As part of running that business, the two would often import coffee beans and supplies from places like China and Brazil, which required them to wire money overseas. Through this process, they realized how expensive and inefficient cross-border payments and transfers were through the traditional SWIFT system.
“We thought, why can’t we build a … payment system in parallel to SWIFT and fundamentally change how money moves around the world?” said Zhang. They wanted to create a solution to streamline cross-border payments, and thus, the original idea for Airwallex was born.
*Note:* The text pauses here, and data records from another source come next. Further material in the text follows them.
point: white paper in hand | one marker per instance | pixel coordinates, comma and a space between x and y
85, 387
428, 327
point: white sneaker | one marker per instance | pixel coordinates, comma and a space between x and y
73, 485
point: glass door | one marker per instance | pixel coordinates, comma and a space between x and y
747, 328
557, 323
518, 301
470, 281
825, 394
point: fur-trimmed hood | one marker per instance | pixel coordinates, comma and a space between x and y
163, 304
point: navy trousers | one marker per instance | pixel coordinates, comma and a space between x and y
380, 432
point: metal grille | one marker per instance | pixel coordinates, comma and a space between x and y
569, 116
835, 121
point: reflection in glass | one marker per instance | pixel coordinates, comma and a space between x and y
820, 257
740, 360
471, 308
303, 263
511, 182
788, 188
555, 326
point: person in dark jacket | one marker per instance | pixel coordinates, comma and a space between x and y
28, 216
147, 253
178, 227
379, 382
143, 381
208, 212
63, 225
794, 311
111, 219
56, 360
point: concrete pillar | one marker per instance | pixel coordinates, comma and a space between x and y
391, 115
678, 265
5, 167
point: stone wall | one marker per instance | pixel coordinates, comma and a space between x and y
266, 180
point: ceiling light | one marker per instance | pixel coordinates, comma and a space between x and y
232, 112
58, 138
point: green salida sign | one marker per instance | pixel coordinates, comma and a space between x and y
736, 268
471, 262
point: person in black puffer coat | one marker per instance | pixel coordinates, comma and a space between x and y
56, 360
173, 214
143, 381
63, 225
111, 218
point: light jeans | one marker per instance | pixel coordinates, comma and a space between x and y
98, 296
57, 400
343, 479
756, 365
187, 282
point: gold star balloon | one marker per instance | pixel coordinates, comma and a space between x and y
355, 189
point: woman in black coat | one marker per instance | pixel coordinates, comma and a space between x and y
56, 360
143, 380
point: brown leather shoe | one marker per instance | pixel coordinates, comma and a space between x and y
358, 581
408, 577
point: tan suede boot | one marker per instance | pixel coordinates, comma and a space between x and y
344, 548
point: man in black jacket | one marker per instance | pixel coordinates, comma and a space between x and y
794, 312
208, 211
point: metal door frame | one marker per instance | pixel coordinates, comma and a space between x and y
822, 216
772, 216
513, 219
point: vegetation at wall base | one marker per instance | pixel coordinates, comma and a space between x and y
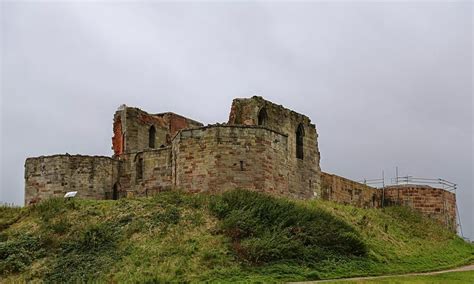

Zhang and Li went on to bring together other friends from their university network to help work on the idea: Lucy Liu, Jacob Dai and Ki-lok Wong. Liu played a key role early on and invested the first $1 million into the startup.
By late 2015, the group officially founded Airwallex. After about a decade of more 80-hour work weeks, as of end last year, the company crossed $1 billion in annualized run rate revenue (ARR), which estimates a company’s future yearly earnings based on a shorter period of financial data.
“I’m still very excited about what’s ahead of us,” said Zhang. “I think there’s tons of opportunities ahead of us … we think we can generate [at least] $10 billion [in] revenue by 2030 so that is our next goal post.”